Ye Olde High-Tech Medievalist
Ye Olde High-Tech Medievalist

This notice is from the archives of The Notice Board. Information contained in this notice was accurate at the time of publication but may no longer be so.

October 1, 2006


Where medieval studies and digital technology meet is where one will find Dr. Dan O’Donnell (English).

As someone devoted to the study of the Middle Ages who also has a great interest in digital media, O’Donnell is at the forefront of digital media in the humanities.

His interest in digital media has greatly supplemented his work in medieval studies. “It was very important for me to have experts elsewhere in the world helping me out with my research into medieval studies. It was this need that led me to found the Digital Medievalist (DM) Project,” says O’Donnell.

The DM Project is the centre of O’Donnell’s work. He describes the project as a traditional online peer-reviewed journal surrounded by a community of practice.

DM’s web site and mailing list allow specialists to contact and help each other with their studies. The project also includes a wiki, which is a web site that allows users to easily interact, change, post and share onscreen material.

O’Donnell’s interest in technology has not detracted from his medieval studies. He recently published a book called Cædmon’s Hymn: A Multimedia Study, Edition and Archive.

Cædmon’s Hymn is believed to be the first surviving poem written in English. It also sparked some of the earliest examples of literary criticism, which exist in the literature surrounding the poem.

O’Donnell’s book focuses on how this poem was read in its time and what it meant to those who read it.

“It is the only poem in the entire Anglo-Saxon period where we have somebody saying something about its quality and its author. Most Old English poetry is anonymous, and no one ever talks about reading it,” says O’Donnell.

The book has been published in electronic and paper formats. Since digital publication is still relatively new to the humanities, O’Donnell hopes that his
work can become a model for electronic publications.

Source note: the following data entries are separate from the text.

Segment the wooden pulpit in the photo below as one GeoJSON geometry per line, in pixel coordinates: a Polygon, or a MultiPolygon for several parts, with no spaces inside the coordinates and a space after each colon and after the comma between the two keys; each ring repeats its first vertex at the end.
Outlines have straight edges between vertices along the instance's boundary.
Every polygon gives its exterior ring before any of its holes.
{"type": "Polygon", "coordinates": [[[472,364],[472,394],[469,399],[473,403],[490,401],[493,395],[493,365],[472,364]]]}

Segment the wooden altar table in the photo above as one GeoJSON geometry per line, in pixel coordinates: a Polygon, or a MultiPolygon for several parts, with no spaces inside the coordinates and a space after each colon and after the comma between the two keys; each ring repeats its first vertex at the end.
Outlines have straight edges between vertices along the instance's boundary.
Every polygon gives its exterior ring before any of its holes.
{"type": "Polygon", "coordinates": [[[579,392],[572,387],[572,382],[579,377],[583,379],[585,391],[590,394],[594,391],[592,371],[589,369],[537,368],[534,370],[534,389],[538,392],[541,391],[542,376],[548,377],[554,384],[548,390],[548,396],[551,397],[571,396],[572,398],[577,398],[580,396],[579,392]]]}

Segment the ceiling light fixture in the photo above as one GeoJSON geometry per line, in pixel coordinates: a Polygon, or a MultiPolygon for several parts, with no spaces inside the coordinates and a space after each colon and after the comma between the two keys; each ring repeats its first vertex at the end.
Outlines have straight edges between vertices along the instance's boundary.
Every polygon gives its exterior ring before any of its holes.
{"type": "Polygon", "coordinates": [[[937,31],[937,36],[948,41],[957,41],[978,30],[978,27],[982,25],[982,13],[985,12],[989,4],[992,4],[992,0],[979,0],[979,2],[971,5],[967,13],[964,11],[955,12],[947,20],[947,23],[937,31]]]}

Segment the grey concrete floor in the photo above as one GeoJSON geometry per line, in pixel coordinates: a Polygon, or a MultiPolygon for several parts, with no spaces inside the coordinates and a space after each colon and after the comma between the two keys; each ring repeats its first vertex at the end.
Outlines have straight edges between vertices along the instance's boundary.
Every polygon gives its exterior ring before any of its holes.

“We are still very much in the early stages in making electronic editions, so publishing conventions haven’t been set yet,” he says. “We are all busy trying to experiment with what is the best way of publishing information electronically.”

Whether O’Donnell is studying the past or using modern technology, he believes that the humanities have a lot to gain from digital technology. He hopes it will continue to enable academics to communicate, disseminate and educate more efficiently than they have in the past.

“I think it is up to humanists to take advantage of the possibilities the new technology offers,” says O’Donnell.